WILLIAMS-BMW: Australia's Mark Webber has been told the team want race wins from their new top driver and his offsider Nick Heidfeld. Webber says the pressure to win is a motivating factor but former BAR-Honda boss David Richards says that while the Australian is a potential world champion, he may have to be patient in his first year.
BAR-HONDA: Ferrari's closest challenger last season has tested away from the pack at Valencia and after a few false starts, British driver Jenson Button has declared the team "back on track". "Overall, I am happy with the progress made," Button said. Honda has tested an upgraded engine planned for Melbourne.
RENAULT: The team have set stunning times at their test session in Barcelona, sealing the top two spots ahead of the on-track rivals.

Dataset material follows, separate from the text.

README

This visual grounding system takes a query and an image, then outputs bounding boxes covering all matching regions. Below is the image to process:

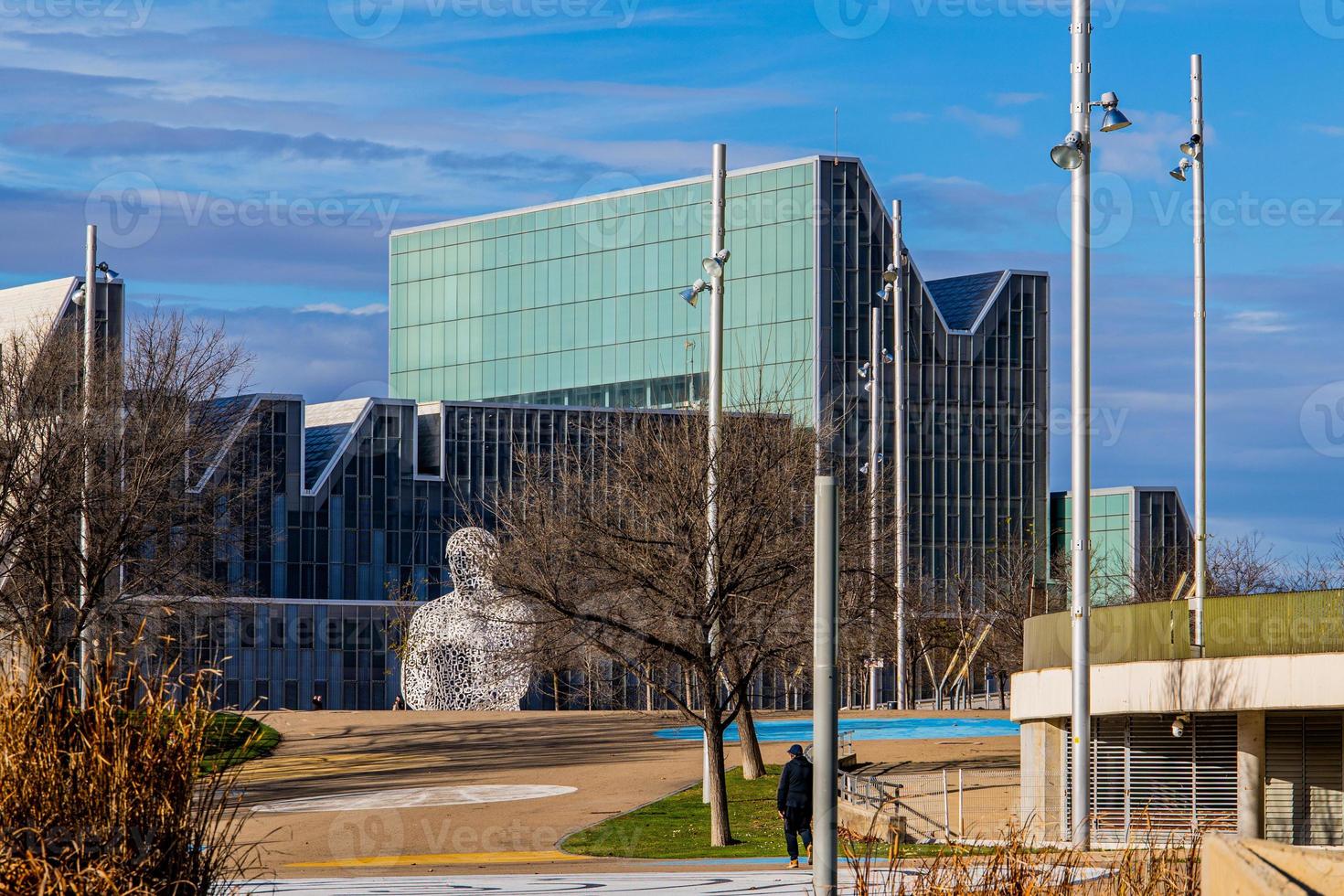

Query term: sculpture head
[445,528,498,595]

The powerful combination looks set to be a major worry for defending champion Ferrari as Fernando Alonso and Giancarlo Fisichella were both half a second quicker than any other driver has gone at the Catalunya track in the European winter.
McLAREN-MERCEDES: If the team can produce a competitive car, the drivers will do the rest - the electrifying combination of Juan Pablo Montoya and Kimi Raikkonen is poised to make amends for a disappointing 2004. McLaren have concentrated on engine longevity given the new rules requiring an engine last two race meetings - and have reportedly done up to 1800km on one engine.
TOYOTA: New drivers Jarno Trulli and Ralf Schumacher have been finding test conditions at Barcelona tricky and are yet to get to grips with the new harder tyres required. However Trulli declared the team "confident" ahead of Melbourne. Schumacher was more cautious, saying he was "reasonably happy" with the car.
JORDAN: An intriguing prospect - two drivers who have never raced in F1 before trying to lift a team with faded glory. The first Indian driver ever at the elite level, Narain Karthikeyan joins the first Portuguese in F1 for many years, Tiago Monteiro. Certain backmarkers who look like they could be a bother to the pacesetters when it comes time to lap them.
RED BULL: The team announced young Austrian Christian Klien, who drove for them in their former incarnation as Jaguar last season, to partner ex-McLaren pilot David Coulthard. Difficult to see the outfit making any progress, especially after an inexplicable clean-out of their most experienced race hierarchy over summer.
SAUBER: Potentially a good combination - two fiery characters in talented but crash-happy Felipe Massa and 1997 world champion Jacques Villeneuve, who will have to snap out of the torpor he displayed at BAR-Honda while on a multimillion-dollar contract. Massa has outpaced the Canadian in pre-season testing, which is notoriously unreliable as a guide.
MINARDI: No-nonsense Aussie Paul Stoddart continues to funnel millions of his own fortune into this backmarker team as they maintains their odd role of grooming Formula One drivers so they can go to better teams. This year Stoddart will present Dutchman Christijan Albers and Austrian Patrick Friesacher as rookies.